Uzee Brown

Uzee Brown

Uzee Brown, Jr., a native of Cowpens, South Carolina, is chair of the Department of Music at Morehouse College and director of the historic Ebenezer Baptist Church Choir. He has enjoyed a diverse career in music, and the combination of his professional activities as singer/performer, composer/arranger, educator, and choir director has taken him to more than sixteen countries, including Italy, Germany, France, Switzerland, Poland, Russia, five countries of Africa, and the Caribbean. As Director of the historic Ebenezer Baptist Church Choir, he led the choir in concert tours of Germany, Switzerland and France in June 2002 and Italy in June 2004.

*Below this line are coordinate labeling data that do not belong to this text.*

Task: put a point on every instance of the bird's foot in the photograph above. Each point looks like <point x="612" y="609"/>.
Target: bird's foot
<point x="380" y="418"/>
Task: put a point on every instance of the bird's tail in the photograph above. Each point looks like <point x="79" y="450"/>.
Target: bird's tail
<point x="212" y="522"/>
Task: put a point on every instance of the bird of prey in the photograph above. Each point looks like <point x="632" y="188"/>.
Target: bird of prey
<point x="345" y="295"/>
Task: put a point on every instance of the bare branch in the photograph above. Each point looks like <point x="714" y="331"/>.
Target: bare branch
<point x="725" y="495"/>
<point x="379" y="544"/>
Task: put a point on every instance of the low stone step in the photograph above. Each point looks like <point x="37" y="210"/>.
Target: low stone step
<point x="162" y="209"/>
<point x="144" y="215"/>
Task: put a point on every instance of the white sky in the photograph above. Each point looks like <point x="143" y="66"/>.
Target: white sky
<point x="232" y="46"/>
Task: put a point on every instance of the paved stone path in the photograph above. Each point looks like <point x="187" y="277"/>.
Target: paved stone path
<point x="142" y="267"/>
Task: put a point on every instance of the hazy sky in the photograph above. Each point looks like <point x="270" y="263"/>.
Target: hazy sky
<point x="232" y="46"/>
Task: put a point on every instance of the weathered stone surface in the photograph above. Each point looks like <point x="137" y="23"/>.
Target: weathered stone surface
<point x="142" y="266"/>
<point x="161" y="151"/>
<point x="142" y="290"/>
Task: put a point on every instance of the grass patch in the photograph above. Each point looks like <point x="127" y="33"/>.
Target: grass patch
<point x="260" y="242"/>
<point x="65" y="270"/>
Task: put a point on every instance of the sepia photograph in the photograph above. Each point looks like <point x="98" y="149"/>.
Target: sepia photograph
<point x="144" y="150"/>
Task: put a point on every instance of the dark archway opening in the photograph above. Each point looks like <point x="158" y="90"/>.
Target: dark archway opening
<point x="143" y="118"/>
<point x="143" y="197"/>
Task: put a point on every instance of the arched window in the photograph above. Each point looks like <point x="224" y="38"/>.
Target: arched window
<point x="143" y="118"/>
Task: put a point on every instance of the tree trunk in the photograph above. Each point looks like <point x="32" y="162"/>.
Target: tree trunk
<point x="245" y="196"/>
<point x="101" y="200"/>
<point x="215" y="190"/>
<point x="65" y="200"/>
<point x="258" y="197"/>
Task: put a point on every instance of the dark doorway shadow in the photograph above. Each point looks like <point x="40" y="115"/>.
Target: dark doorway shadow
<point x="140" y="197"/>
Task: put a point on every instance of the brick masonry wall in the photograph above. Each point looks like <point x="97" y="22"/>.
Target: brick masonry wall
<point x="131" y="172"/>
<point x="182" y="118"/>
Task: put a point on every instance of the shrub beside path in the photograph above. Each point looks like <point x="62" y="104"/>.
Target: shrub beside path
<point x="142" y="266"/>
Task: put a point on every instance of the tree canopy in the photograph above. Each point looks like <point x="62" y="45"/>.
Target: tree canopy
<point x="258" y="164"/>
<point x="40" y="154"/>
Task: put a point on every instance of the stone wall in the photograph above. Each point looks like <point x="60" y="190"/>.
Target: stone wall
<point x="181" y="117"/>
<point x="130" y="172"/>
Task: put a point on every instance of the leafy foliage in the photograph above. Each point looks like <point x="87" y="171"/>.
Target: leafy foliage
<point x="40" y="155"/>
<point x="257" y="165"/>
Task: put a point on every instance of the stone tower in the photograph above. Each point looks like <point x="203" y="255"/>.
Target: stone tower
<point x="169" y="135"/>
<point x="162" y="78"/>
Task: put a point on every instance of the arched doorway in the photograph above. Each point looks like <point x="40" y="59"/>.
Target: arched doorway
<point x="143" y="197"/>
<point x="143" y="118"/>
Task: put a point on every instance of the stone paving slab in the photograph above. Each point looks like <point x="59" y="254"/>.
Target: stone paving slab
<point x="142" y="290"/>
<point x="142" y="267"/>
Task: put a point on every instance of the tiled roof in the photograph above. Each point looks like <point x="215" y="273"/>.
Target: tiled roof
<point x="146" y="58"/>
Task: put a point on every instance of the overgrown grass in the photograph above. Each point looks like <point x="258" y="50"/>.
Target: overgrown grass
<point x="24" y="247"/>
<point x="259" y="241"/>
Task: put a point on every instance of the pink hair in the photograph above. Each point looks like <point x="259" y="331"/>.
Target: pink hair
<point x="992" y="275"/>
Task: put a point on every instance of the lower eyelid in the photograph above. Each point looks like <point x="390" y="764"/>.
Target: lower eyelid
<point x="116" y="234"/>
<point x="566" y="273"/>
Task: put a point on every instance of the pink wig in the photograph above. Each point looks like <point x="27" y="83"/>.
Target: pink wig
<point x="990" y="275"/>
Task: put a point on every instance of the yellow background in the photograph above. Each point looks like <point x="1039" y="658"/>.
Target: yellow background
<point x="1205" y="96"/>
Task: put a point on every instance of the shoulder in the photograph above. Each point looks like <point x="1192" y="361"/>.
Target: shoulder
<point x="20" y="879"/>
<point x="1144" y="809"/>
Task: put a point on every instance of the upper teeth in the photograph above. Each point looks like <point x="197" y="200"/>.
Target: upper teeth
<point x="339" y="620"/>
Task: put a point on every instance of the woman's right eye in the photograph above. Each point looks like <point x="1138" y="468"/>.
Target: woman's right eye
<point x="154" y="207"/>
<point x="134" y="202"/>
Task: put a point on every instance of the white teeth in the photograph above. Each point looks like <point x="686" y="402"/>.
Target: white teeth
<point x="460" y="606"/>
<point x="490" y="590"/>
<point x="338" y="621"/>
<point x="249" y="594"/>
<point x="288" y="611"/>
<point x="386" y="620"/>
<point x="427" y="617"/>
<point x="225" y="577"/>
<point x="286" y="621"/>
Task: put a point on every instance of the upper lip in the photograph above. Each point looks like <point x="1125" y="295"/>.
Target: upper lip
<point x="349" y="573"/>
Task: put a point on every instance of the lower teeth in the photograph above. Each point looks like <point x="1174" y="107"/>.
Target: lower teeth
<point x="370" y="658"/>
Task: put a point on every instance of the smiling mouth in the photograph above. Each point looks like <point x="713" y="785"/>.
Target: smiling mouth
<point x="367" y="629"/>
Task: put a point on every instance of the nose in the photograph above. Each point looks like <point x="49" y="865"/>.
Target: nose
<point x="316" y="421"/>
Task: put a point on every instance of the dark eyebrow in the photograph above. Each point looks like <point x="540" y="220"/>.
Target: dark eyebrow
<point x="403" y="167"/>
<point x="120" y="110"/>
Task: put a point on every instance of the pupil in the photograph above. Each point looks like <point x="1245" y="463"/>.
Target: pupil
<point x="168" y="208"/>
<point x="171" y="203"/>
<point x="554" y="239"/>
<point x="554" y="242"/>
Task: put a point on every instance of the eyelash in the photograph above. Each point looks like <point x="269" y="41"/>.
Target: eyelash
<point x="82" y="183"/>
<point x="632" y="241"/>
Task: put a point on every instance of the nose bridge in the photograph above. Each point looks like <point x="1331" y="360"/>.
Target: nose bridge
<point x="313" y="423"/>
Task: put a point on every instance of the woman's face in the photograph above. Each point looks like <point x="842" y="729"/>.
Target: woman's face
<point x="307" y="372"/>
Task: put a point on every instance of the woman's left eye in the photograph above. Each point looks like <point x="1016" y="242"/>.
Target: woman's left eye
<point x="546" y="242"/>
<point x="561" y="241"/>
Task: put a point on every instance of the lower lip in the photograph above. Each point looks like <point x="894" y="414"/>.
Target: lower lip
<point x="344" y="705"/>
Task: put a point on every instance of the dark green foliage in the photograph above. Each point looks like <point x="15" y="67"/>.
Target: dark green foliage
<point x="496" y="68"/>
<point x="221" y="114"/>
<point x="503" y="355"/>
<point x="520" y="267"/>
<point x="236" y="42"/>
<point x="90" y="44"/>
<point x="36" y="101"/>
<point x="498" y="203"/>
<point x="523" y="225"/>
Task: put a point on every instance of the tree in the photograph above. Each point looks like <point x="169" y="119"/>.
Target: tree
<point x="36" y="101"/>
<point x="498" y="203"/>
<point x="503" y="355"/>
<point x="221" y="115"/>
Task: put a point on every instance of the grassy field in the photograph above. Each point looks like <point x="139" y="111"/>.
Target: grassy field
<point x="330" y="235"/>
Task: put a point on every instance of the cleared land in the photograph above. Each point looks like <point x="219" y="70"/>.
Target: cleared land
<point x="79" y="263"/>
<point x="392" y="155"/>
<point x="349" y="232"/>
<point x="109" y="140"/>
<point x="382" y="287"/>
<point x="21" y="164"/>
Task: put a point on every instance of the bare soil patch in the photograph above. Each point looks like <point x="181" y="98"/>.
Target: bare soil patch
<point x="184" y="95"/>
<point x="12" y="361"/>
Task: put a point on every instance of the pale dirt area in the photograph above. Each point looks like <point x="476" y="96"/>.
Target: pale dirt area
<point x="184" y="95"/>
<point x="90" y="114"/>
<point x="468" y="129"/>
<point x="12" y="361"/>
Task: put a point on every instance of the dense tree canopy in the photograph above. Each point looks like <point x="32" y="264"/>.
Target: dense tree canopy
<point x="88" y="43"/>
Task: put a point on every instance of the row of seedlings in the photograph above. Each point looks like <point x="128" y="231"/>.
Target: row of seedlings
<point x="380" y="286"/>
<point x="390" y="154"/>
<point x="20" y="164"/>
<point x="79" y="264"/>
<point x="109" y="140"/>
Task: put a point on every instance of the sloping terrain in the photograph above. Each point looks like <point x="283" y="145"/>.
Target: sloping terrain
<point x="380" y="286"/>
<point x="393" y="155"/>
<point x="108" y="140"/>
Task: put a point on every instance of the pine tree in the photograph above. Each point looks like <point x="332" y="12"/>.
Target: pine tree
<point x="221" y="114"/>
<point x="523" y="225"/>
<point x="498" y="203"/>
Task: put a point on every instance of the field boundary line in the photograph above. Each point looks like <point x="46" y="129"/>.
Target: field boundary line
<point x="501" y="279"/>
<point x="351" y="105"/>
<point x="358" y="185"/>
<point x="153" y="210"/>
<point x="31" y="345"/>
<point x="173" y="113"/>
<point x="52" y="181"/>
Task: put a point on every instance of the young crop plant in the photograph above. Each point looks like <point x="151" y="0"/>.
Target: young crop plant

Dr. Brown is past president of the National Association of Negro Musicians. During his presidency he spearheaded the completion of the first official publication of a documentary history of the National Association of Negro Musicians by the Center for Black Music Research in Chicago, Illinois. Additionally, he initiated and successfully completed a NANM $100,000 Endowed Scholarship Fund for competitive, aspiring young African‑American performers. Included among his many performances in opera and oratorio are world premier roles of Parson Alltalk in the Atlanta Symphony Orchestra's premier of Scott Joplin's Treemonisha, the title role of King Solomon in Emory University Theater's premier production, the Alliance Theater's showcase production of Jubilee and the performance of Mr. Letterlaw in the 2000 premier of Curtis Bryant's operatic work, Zabette. In November, 2005 he performed the role of Frazier, the Lawyer in Atlanta Opera's production of Porgy and Bess and subsequently performed the role in a Nashville Symphony production from Gershwin's originally edited score, which was recorded by Decca records and released in November 2006.

Dr. Brown is a respected educator and lecturer on African‑American music. For more than thirty years he has been immersed in researching and preserving the Negro spirituals. His CD, Great Day, released in 2006, is a compilation of his own solo spiritual arrangements. It includes some rare and seldom‑heard spiritual melodies, and spirituals of which there no known previous arrangements as solo works. A recipient of numerous awards, his composition commissions include works for the National Public Radio and the Atlanta Symphony, colleges, universities, soloists and ensembles. His works have been performed internationally and at the Lincoln Center and Carnegie Hall. Recent commissions include a choral work for the 2004 Festival of New Music and Art in Ohio, and choral and instrumental works for the 2006 100th anniversary of the Alpha Phi Alpha Fraternity. In November, he was soloist in two performances of Afro‑American Suite with the Atlanta Symphony Brass Quintet, a work that he premiered with the ensemble in 2004.

In addition to studying at Berkshire Music Center, Tanglewood and the University of Siena in Italy, he holds degrees from Morehouse College (B.A.), Bowling Green State University (M.M. in Composition), and University of Michigan (M.M. and D.M.A. in performance).